Director: Martin Scorsese
Stars: Robert De Niro, Ray Liotta, Joe Pesci
In the pantheon of great mob movies, GoodFellas is as good as it gets. And realistic. Which is exactly what attracted Martin Scorsese to the project in the first place. Legend has it that after reading Nicholas Pileggi’s Wiseguy, the story of Lucchese crime family associate Henry Hill’s life as a gangster-turned-rat, the director immediately picked up the phone, called Pileggi and told him, “I’ve been waiting for this book my entire life.” Pileggi’s reply? “I’ve been waiting for this phone call my entire life.”
Having grown up in New York City’s Little Italy at the height of the city’s mafia influx, Scorsese’s fascination with the book was in the authenticity of the everyday life of a mobster.
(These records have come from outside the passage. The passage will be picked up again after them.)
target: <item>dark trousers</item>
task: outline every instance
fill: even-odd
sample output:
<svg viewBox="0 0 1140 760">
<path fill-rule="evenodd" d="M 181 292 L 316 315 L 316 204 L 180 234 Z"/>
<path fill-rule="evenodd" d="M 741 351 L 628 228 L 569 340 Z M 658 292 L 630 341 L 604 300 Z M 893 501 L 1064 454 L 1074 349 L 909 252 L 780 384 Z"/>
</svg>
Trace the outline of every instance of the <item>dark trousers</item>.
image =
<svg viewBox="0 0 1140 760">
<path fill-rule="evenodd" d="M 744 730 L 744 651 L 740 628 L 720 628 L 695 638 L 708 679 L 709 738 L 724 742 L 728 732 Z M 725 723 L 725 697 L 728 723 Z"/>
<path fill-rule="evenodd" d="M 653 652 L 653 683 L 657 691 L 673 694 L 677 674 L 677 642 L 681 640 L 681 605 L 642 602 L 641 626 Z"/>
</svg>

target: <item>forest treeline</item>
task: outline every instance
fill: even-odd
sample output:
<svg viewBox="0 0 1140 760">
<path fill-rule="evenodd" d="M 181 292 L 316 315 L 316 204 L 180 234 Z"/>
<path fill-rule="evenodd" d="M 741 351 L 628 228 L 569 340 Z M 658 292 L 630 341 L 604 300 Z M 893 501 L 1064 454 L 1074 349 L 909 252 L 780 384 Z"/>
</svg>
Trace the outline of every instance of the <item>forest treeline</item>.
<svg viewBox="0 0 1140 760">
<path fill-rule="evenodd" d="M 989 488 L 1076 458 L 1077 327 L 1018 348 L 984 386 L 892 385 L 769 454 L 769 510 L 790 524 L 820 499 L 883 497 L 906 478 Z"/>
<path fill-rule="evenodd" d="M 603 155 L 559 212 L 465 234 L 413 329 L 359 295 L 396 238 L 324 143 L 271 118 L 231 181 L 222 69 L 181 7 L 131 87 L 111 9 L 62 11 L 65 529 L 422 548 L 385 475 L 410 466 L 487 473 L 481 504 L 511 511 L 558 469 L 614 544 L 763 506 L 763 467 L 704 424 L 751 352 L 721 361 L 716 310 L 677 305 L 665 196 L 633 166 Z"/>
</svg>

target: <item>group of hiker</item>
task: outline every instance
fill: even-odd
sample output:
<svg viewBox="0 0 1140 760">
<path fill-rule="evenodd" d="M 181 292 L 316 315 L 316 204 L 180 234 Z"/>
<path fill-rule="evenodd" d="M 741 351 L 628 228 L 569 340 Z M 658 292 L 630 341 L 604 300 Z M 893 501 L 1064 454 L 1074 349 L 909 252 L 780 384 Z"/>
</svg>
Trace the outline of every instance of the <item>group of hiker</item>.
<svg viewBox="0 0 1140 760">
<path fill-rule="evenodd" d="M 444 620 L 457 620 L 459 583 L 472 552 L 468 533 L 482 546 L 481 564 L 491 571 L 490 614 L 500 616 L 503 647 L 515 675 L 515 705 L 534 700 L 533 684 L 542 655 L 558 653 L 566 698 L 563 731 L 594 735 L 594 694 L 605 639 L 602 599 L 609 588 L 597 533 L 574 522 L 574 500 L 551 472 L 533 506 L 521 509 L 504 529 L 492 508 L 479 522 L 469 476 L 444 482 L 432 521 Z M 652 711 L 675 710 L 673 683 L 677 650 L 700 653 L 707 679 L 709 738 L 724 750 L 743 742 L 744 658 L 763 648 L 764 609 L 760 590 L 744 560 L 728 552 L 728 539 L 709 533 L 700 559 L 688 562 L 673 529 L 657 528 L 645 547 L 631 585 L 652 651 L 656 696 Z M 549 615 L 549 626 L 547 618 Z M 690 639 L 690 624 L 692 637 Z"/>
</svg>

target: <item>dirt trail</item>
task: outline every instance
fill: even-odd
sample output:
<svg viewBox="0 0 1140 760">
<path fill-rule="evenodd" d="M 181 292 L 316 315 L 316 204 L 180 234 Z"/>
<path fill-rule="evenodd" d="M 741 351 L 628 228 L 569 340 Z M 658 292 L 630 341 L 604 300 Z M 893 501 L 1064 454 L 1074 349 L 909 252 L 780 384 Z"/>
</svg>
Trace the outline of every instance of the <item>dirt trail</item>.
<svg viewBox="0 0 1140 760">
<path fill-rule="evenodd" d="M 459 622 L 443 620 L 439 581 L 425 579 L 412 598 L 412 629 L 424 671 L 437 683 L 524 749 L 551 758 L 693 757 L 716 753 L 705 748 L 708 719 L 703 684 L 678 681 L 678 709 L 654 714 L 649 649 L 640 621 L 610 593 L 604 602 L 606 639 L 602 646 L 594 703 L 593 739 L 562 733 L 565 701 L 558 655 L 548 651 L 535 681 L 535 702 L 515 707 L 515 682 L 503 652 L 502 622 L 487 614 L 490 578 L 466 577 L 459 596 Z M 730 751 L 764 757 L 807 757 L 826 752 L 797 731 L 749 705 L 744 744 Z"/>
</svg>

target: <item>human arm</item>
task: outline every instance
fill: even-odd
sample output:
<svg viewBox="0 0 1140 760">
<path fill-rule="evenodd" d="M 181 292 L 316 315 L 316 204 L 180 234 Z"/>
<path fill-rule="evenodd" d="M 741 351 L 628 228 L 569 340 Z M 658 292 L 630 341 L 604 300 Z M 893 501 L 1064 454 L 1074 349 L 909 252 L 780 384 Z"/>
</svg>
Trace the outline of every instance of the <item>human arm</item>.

Whereas over-the-top interpretations of gangsterdom, like Scarface, portray a sort of “party all the time” atmosphere, Pileggi’s book got the minutiae right—the scams (big and small) and how they worked, the challenges facing middle-management mobsters and their lack of upward mobility and the delicate balance between family life and “family” life. And Scorsese utilizes every trick in his moviemaking toolkit to pull it off, which earned the film six Oscar nominations (with one win for Joe Pesci) and the most famous tracking shot in cinema history.